TAK ada pertemuan para dokter yang begitu bertuah seperti
Kongres Kesehatan Anak se-Asia ke-II 3 Agustus yang lalu di
Jakarta. Presiden Soeharto datang sendiri ke Balai Sidang
Senayan untuk mengucapkan kata-kata pembukaan dan memalu gong
tanda dibukanya kongres yang dihadiri sekitar 400 utusan dari
luar negeri. Nyonya Tien Soeharto dan Wakil Presiden Sultan
Hamengkubuwono -- meskipun tak mengucapkan pidato -- hadir juga
di sana dan berkenalan dengan para peserta.
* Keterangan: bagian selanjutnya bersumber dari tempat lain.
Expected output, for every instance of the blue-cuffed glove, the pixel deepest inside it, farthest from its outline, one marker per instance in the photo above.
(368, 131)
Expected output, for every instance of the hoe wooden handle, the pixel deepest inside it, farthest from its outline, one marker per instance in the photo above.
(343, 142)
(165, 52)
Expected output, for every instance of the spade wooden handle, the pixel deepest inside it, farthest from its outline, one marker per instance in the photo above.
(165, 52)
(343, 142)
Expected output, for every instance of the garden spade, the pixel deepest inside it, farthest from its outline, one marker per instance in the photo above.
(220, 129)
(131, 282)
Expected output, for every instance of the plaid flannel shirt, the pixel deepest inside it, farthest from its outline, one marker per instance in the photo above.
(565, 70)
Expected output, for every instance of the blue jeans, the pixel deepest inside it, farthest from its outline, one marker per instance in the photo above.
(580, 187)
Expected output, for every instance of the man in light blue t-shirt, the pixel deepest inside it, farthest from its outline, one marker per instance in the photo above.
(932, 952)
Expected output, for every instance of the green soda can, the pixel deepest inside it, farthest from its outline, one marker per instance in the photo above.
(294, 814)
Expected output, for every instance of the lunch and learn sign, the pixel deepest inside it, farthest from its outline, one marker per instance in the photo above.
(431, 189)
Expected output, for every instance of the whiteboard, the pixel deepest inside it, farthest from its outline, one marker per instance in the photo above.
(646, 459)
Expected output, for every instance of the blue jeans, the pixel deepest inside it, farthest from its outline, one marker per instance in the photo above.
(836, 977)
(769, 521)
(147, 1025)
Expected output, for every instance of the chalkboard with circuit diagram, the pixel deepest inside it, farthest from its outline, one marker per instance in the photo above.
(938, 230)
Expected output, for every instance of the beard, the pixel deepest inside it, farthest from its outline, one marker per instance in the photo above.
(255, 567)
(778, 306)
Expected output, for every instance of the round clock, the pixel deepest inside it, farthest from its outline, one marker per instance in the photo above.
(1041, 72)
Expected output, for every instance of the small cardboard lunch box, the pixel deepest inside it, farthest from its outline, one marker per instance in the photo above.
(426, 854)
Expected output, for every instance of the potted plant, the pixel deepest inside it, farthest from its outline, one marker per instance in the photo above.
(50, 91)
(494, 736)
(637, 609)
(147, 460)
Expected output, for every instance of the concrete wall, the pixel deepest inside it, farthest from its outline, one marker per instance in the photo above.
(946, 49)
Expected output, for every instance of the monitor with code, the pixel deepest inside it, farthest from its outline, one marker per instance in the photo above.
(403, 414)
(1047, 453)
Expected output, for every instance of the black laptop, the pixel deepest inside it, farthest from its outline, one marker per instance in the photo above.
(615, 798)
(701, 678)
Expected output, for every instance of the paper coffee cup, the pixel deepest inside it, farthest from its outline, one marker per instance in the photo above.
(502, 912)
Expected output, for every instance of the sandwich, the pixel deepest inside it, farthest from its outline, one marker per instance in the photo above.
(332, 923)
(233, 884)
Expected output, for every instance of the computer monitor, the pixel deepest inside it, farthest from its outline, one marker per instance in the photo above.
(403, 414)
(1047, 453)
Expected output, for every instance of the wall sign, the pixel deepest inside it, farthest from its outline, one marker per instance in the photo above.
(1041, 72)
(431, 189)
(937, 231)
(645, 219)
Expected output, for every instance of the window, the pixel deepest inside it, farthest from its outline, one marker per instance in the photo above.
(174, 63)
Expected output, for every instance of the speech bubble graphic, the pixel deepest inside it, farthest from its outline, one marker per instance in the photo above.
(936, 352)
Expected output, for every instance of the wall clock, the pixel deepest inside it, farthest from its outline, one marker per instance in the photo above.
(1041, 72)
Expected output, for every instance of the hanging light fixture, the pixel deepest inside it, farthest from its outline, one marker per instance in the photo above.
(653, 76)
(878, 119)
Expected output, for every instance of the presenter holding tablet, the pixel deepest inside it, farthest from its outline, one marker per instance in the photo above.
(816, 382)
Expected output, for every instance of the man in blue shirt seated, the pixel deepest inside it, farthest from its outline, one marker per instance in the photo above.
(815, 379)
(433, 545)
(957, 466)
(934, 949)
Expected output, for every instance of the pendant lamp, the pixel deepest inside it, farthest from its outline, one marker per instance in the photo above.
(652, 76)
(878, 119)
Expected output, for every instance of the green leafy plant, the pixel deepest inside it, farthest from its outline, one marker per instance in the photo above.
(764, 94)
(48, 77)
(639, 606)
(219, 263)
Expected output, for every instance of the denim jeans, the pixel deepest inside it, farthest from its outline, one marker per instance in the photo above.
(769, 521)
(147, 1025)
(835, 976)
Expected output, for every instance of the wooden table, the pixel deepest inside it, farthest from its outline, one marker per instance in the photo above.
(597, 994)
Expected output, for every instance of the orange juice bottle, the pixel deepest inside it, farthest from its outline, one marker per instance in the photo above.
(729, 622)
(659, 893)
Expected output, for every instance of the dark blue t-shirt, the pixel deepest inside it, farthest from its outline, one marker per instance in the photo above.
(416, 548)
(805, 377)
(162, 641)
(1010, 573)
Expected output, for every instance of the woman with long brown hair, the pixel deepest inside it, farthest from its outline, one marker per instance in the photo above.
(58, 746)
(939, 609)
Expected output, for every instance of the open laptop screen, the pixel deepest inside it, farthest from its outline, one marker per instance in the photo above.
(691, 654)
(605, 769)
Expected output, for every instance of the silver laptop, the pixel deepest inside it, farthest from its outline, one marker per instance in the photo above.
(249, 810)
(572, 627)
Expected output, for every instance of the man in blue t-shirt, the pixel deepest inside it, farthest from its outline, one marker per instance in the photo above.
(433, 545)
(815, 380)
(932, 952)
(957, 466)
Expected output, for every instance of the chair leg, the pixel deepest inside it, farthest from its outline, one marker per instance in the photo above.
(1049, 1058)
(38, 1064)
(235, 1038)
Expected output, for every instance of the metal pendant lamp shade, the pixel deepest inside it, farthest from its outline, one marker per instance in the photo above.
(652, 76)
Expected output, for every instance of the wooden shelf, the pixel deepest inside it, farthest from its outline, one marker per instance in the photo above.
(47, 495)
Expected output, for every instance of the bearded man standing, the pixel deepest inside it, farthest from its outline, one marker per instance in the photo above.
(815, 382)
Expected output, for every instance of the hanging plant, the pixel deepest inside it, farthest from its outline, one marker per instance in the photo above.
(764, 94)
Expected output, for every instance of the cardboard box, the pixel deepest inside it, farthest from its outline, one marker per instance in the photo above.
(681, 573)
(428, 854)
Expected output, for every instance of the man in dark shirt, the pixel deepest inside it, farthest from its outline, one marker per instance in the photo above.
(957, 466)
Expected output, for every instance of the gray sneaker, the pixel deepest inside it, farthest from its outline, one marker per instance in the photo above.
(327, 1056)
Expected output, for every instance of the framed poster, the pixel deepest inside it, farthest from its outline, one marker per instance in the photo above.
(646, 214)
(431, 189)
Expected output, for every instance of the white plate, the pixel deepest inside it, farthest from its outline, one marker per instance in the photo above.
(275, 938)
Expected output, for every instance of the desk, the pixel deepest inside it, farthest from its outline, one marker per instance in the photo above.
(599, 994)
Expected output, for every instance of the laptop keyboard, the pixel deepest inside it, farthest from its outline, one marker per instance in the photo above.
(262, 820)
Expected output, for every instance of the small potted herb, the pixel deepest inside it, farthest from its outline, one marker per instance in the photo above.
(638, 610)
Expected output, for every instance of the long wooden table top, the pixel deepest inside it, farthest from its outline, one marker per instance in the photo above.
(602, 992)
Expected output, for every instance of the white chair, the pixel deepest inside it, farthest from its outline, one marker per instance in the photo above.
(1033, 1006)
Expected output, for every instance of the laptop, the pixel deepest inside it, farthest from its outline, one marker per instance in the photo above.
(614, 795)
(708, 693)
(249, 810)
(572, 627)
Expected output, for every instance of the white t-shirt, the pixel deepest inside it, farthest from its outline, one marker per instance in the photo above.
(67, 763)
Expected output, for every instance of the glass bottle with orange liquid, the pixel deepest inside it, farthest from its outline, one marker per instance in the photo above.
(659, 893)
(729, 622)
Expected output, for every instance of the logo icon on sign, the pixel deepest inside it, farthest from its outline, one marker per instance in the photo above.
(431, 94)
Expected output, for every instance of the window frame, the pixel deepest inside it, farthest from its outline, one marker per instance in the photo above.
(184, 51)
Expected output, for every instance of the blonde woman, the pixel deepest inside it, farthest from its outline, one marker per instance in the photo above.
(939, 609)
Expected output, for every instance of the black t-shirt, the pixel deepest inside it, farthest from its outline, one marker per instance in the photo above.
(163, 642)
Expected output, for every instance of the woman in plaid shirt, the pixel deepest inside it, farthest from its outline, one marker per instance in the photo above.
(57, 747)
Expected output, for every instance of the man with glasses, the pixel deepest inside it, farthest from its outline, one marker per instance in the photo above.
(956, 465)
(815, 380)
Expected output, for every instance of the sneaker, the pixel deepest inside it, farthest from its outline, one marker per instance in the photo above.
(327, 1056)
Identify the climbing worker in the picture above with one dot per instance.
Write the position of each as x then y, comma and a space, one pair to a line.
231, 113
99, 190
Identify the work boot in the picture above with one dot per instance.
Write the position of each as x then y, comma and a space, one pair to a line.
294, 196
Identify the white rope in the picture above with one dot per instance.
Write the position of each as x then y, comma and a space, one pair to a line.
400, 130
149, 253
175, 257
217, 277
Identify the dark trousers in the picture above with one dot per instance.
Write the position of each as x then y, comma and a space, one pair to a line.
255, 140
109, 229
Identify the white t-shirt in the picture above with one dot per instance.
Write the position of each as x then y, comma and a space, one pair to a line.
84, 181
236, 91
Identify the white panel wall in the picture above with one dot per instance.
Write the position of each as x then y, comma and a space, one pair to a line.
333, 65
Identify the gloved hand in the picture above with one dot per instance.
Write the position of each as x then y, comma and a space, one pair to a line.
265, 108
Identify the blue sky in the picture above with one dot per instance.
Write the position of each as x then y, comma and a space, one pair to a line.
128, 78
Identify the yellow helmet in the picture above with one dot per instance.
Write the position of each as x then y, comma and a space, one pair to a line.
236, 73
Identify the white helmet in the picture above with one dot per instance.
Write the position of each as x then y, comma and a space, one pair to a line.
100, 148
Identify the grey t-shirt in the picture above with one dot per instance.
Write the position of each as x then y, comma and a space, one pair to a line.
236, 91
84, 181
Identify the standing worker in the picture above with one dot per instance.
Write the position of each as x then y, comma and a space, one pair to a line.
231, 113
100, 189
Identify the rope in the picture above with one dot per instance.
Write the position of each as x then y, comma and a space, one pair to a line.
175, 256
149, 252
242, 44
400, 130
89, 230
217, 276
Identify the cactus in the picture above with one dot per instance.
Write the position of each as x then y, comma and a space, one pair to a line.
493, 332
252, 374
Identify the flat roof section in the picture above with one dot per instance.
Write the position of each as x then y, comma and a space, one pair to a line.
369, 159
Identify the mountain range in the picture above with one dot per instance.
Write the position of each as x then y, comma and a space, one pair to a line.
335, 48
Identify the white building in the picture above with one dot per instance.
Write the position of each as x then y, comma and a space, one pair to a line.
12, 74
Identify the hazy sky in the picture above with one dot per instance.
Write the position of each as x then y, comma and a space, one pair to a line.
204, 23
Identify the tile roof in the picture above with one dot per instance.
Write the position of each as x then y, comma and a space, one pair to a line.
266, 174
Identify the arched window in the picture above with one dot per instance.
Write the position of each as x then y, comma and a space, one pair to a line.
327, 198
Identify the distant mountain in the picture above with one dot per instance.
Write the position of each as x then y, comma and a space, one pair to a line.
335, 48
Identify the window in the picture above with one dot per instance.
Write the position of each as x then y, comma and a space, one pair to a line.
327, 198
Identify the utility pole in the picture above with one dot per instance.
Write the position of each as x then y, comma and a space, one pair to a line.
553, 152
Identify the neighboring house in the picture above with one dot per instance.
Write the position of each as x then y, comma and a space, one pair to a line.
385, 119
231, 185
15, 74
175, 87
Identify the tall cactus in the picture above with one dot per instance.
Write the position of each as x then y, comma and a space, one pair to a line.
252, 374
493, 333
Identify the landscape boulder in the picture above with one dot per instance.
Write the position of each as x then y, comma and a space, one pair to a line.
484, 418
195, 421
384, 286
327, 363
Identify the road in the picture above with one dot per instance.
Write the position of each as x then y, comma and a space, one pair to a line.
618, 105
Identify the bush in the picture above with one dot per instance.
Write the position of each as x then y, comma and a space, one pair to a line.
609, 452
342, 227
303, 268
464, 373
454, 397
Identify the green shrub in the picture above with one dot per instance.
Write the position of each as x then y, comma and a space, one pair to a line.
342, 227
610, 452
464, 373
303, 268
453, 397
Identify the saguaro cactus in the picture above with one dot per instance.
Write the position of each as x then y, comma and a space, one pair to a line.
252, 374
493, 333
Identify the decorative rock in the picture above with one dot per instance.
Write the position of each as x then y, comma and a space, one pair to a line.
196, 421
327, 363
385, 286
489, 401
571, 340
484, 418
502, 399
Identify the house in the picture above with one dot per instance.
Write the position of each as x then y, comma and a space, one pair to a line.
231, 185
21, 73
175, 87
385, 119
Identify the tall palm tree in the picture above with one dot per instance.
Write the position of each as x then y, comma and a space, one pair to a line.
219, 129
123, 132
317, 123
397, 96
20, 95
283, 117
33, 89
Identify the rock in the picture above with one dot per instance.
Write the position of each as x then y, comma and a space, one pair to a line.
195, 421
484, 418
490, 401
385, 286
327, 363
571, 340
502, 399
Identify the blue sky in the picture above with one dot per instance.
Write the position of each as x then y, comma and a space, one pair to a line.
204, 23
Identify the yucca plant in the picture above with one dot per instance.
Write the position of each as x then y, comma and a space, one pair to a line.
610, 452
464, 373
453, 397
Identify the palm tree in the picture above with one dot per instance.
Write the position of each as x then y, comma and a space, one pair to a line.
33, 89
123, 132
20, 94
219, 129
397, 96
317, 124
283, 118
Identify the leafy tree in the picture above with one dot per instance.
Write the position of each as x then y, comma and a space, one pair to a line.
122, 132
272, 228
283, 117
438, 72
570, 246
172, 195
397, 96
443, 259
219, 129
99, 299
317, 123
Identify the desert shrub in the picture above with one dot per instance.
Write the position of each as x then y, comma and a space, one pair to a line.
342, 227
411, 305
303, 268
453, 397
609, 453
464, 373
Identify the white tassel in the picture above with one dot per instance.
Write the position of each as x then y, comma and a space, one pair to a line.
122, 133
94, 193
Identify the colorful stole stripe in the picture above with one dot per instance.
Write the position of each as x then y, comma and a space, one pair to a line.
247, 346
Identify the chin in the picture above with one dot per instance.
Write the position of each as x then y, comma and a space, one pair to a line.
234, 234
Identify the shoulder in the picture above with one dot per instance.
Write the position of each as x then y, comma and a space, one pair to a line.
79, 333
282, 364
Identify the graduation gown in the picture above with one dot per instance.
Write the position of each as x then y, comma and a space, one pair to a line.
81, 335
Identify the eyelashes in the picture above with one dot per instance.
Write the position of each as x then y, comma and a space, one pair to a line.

Hanya separo tempat duduk balai sidang itu terisi, namun
pembukaan hari itu tetap memberikan kesan besar-besaran. Di
tengah-tengah ruangan sekuntum kembang teratai kuncup setinggi
tiga meter dibangun, sebagai lambang dari thema kongres: Tumbuh
Kembang di Asia Tenggara. Kongres ini semula akan
diselenggarakan di Hongkong, tetapi kota koloni itu ternyata
mengundurkan diri, karena kesibukan dokter dan kurangnya
persiapan. Indonesia menyanggupkan diri untuk mengambil-alih
tugas tersebut dan panitia begitu hebatnya hingga dapat
mengumpulkan uang sebanyak Rp 80 juta. Menurut panitia 40% dari
jumlah itu datang dari pemerintah, sedangkan sisanya sumbangan
dari perusahaan swasta dan yang terkumpul dari kalangan dokter
sendiri.
Sendratari
Hari itu selain dari Presiden ada pula pidato dari Menteri
Kesehatan Siwabessy, Sekjen Ikatan Ahli Kesehatan Anak
Internasional, Stapleton dan dari AH Markum, Ketua Paniia
Kongres. Sehabis pidato-pidato dipilihkan pula sebuah acara
hiburan yang dibuat "berisi", yaitu sebuah sendratari yang
dimainkan oleh grup Rudy Wowor, yang menggambarkan masa anak
dikandung, besar dan menjadi dewasa. Ketika kuntum bunga menguak
dan meloncatlah seorang anak perempuan, Nyonya Tien Soeharto
diminta turun ke panggung untuk menebarkan beras kunyit ke arah
kuntum bunga yang jadi mekar itu..."Sebagai tanda ikatan yang
tak putus-putusnya antara seorang ibu dengan anaknya", kata
pembawa acara.
Setelah pembukaan di Balai Sidang,kegiatan kongres tumpah ke
Hotel Indonesia. Bali Room yang sewanya sehari sekitar Rp
750.000 menjadi pusat pertemuan untuk membicarakan naskah-naskah
ilmiah yang masuk dari berbagai negara. Indonesia mengemukakan
naskah yang cukup aktuil, yaitu gejala penyakit Rye, satu gejala
penyakit yang ditemukan sarjana Australia Rye, berupa gejala
penyakit seperti radang otak dan panas kejang. Kelompok dokter
dari RS Sumber Waras telah melaporkan beberapa kasus yang mereka
temukan di rumahsakit tersebut tahun 1975 di Bangkok. Namun kali
ini gejala-gejala penyakit itu mereka bicarakan lagi dengan
tambahan kasus.
Meskipun begitu, laporan kelompok Sumber Waras yang tempohari di
Bangkok itu sama sekali ditolak oleh Prof dr Sutejo, Kepala
Bagian Penyakit Anak RSCM/FKUI. Dalam sebuah konperensi pers,
sebelum kongres dibuka, dia mengatakan laporan Sumber Waras itu
"tidak ilmiah, karena salah satu syarat, yaitu pemeriksaan
Glutamic Acid tidak mereka lakukan". (Namun dr Hansa Wulur dari
kelompok Sumber Waras di lain kesempatan dengan menyodorkan
beberapa tulisan dari luarnegeri menjawab dengan tegas:
"Pemeriksaan Glutamic acid hanya bersifat anjuran belaka, bukan
patokan yang harus diikuti. Tetapi bagaimana pun kami akan
melakukan pemeriksaan ke arah itu. Kami kesukaran dalam
memasukkan alat pemeriksaan cairan otak tersebut").
Walaupun rupanya masih ada perkara antar-dokter yang semacam
itu,Kongres Kesehatan Anak Asia Ke-II di HI itu sungguh meriah.
Ruangan lobby disunglap menjadi tempat kesibukan sekretariat. Di
pintu masuk Bali Room ada pameran kesehatan anak dan
berdampingan dengan ruangan itu ada pula pasar oleh-oleh --
mulai dari batik, keramik sampai ke tanaman bonsai.Pendeknya,
para dokter anak bertemu, dan perdagangan jalan terus.